Tutorial for setting up Rose/Cylc in order to run JULES on CEDA JASMIN

Tutorial for setting up Rose/Cylc in order to run JULES on CEDA JASMIN
    (last updated 19 February 2025)

        1. First, complete the JASMIN setup at the following site:
          https://help.jasmin.ac.uk/category/158-getting-started
          If you have connection problems to ‘login-01.jasmin’, see this page: https://help.jasmin.ac.uk/article/848-login-problems
        2. Request group workspace privilege and make sure that you receive group workspace privilege for ‘jules’ at this site: https://accounts.jasmin.ac.uk
          If you work at the University of Reading, then you should also request & receive group workspace privilege for ‘landsurf_rdg’ at the same time.

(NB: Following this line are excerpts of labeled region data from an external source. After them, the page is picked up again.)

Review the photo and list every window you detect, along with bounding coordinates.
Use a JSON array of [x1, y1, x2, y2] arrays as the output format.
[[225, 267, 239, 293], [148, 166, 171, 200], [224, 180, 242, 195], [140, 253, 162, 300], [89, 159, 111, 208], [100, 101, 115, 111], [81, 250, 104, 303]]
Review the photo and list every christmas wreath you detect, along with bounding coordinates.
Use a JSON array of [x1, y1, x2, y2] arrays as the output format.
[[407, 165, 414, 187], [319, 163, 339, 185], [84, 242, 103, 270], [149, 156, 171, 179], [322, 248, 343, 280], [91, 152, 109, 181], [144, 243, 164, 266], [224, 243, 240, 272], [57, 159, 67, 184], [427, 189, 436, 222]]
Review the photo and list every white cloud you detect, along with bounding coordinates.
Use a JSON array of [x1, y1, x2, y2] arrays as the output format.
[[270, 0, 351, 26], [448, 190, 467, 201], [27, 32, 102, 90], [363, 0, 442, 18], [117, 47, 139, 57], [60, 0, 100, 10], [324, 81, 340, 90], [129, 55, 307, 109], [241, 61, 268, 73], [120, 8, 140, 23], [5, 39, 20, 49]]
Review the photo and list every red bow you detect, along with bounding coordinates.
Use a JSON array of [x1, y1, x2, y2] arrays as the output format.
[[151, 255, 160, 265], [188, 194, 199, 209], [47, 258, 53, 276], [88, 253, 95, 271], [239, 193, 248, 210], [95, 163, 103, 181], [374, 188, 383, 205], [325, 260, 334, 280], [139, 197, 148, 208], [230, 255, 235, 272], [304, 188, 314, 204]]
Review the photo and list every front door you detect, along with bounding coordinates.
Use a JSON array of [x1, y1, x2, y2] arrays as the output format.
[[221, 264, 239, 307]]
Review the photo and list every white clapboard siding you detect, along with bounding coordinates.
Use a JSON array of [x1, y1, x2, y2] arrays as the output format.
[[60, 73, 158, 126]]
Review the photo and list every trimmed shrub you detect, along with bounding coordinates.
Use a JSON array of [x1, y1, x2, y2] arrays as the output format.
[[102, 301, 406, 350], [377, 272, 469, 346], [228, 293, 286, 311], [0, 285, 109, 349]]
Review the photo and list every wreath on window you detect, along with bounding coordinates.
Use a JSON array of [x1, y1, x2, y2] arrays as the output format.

          If you don’t work at the University of Reading, it would be very useful to have access to another group workspace, so talk to your project leader about an appropriate group workspace.
          The second group workspace is useful both for (i) having access to long-term disk-space storage, and for (ii) SLURM accounting for access to the LOTUS2 Cylc8 batch-processing cluster.
          You might need to wait till after you get a JASMIN account for requesting these privileges.
          Granting of this privilege can take some period of time (e.g., days).
          You should receive an email that you have been granted the privilege to this group workspace.
          After you receive the email confirming that you have been granted this privilege, you can check to make sure that you have been granted access to these group workspaces with these commands:
          ls -ltr /gws/nopw/j04/jules
          ls -ltr /gws/nopw/j04/landsurf_rdg
          from sci-ph-01.jasmin or cylc2.jasmin (skip ahead to step 4 here, if you need connection details), and with successful access to the GWS you should see a list of subdirectories of the jules GWS.
        3. Ask your project leader for help in getting an MOSRS account.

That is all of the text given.